Let's create a complete client script that demonstrates the full workflow:

In [None]:
%%writefile ../library_thrift_client.py
import thriftpy2
library_thrift = thriftpy2.load("./schema/library.thrift", module_name="library_thrift")

from thriftpy2.rpc import make_client

def main():
    # Connect to server
    print("🔌 Connecting to Library server...")
    client = make_client(library_thrift.LibraryService, timeout=None)
    
    # Create some books
    book1 = library_thrift.Book(
        bookId="ISBN-001",
        title="Python for Data Analysis",
        author="Wes McKinney",
        publishedYear=2022,
        genres=["Programming", "Data Science"],
        isAvailable=True
    )
    
    book2 = library_thrift.Book(
        bookId="ISBN-002", 
        title="Machine Learning Yearning",
        author="Andrew Ng",
        publishedYear=2018,
        genres=["AI", "Machine Learning"],
        isAvailable=True
    )
    
    # Demonstrate library operations
    print("\n📚 Library Management Demo")
    print("=" * 40)
    
    # 1. Search for books
    print("\n🔍 Searching for books containing 'Machine'...")
    results = client.searchBooks("Machine")
    for book in results:
        print(f"   Found: {book.title} by {book.author}")
    
    # 2. Borrow books
    print("\n📖 John is borrowing books...")
    book1 = client.borrowBook(book1, "John Doe")
    book2 = client.borrowBook(book2, "John Doe")
    
    # 3. Return a book
    print("\n📚 John is returning one book...")
    book1 = client.returnBook(book1)
    
    print("\n✅ Demo completed successfully!")

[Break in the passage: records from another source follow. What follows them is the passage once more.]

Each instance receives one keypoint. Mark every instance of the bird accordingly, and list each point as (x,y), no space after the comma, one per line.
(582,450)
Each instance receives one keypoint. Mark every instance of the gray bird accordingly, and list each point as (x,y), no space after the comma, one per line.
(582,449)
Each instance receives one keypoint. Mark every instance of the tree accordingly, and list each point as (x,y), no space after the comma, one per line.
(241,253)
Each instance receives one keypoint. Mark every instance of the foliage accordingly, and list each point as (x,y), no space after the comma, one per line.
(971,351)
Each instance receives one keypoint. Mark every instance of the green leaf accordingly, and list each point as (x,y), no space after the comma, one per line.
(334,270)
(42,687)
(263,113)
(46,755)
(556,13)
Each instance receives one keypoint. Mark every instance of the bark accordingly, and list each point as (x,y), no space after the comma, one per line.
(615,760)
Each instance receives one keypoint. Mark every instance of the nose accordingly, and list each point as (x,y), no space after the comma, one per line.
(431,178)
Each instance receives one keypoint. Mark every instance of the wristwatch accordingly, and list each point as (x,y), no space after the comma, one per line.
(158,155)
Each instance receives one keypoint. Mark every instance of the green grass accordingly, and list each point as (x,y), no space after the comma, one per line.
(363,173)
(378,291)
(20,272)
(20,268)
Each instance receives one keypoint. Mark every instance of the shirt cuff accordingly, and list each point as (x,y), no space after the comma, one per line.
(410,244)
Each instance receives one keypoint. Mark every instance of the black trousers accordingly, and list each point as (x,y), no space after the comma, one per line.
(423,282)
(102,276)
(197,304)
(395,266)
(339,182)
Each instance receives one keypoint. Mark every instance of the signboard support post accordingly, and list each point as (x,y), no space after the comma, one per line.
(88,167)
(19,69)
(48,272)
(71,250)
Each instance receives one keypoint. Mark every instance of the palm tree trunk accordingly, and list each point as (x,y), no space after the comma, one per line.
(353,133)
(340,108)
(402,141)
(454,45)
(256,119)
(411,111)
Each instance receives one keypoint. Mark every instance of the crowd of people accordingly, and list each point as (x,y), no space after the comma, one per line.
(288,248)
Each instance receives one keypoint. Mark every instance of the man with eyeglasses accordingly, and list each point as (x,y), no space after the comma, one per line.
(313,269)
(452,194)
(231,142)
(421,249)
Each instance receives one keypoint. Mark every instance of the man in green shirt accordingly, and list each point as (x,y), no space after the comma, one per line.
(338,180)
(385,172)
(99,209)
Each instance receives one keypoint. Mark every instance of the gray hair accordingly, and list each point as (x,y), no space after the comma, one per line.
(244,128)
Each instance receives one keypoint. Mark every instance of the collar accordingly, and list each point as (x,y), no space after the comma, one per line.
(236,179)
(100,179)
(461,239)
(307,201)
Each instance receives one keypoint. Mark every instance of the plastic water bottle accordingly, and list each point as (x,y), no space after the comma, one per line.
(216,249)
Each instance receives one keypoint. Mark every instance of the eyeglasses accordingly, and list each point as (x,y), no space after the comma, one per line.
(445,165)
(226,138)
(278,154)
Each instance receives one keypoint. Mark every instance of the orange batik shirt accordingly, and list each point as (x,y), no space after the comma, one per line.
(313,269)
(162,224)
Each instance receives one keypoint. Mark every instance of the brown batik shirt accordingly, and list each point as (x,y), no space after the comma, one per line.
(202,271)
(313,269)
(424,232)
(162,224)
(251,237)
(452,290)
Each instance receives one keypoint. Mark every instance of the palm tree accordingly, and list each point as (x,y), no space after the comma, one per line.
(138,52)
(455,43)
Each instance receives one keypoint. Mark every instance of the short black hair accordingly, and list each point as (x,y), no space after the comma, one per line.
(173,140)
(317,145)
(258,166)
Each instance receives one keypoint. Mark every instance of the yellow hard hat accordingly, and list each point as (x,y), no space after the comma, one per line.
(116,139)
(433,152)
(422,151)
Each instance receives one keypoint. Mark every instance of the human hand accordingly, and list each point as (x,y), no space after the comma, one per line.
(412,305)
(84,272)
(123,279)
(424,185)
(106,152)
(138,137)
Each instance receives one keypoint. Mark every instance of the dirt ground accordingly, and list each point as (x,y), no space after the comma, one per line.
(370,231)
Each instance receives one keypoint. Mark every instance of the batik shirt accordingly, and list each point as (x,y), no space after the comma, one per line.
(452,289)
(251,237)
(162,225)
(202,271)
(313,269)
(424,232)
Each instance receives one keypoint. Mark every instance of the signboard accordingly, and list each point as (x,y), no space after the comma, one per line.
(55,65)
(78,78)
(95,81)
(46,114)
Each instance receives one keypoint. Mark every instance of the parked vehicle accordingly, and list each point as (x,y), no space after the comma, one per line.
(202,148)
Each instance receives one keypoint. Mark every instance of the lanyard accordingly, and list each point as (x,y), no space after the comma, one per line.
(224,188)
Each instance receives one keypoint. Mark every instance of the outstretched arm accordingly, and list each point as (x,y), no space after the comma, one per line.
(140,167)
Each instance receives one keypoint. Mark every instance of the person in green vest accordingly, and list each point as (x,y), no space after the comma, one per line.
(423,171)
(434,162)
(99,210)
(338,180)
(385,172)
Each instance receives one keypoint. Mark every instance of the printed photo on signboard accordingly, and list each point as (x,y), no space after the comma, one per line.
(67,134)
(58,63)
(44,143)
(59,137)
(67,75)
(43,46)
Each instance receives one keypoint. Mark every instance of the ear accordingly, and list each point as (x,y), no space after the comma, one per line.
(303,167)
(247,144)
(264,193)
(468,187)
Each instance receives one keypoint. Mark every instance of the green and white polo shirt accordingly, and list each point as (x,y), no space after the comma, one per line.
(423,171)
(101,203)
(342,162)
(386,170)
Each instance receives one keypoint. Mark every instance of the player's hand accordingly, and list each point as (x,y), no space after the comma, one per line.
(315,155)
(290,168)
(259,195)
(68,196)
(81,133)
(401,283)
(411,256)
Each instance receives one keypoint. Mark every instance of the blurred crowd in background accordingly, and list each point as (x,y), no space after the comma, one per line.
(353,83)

if __name__ == "__main__":
    main()

## How to Test the Complete System

1. **Run the server** (in terminal 1):
   ```bash
   python library_thrift_server.py
   ```

2. **Run the client** (in terminal 2):
   ```bash
   python library_thrift_client.py
   ```

3. **Expected output**:
   - Server shows: RPC calls being processed
   - Client shows: Search results, borrow/return confirmations

## Key Learning Points

### 1. **Schema vs Implementation**
- **`.thrift` file**: Defines the contract (what data looks like, what methods exist)
- **Server class**: Implements the actual business logic
- **Client code**: Uses the contract to make remote calls

### 2. **Field Tags vs Field Names**
- **Field tags (1:, 2:, 3:)**: Used in binary encoding for efficiency
- **Field names (bookId, title)**: Used in your Python code for readability
- **Why this matters**: You can change field names without breaking compatibility!

### 3. **RPC Flow**
```
Client Python Object → Binary Data → Network → Binary Data → Server Python Object
Server Python Object → Binary Data → Network → Binary Data → Client Python Object
```

### 4. **Required vs Optional**
- **required**: Must be provided, breaking change to remove
- **optional**: Can be omitted, safe to add/remove for compatibility

## Practice Exercises

Try extending this example:

1. **Add a `Patron` struct** with fields like `patronId`, `name`, `email`, `borrowedBooks`

2. **Add new service methods**:
   - `registerPatron(Patron patron)` → returns registered Patron
   - `getPatronHistory(string patronId)` → returns list<Book>

3. **Handle edge cases**:
   - What happens if someone tries to borrow an unavailable book?
   - How do you track due dates?

4. **Compare with JSON**:
   - How much smaller is the Thrift binary vs equivalent JSON?
   - What happens if you add a new field to an old client?

These exercises will deepen your understanding of Thrift's schema evolution, binary efficiency, and RPC patterns!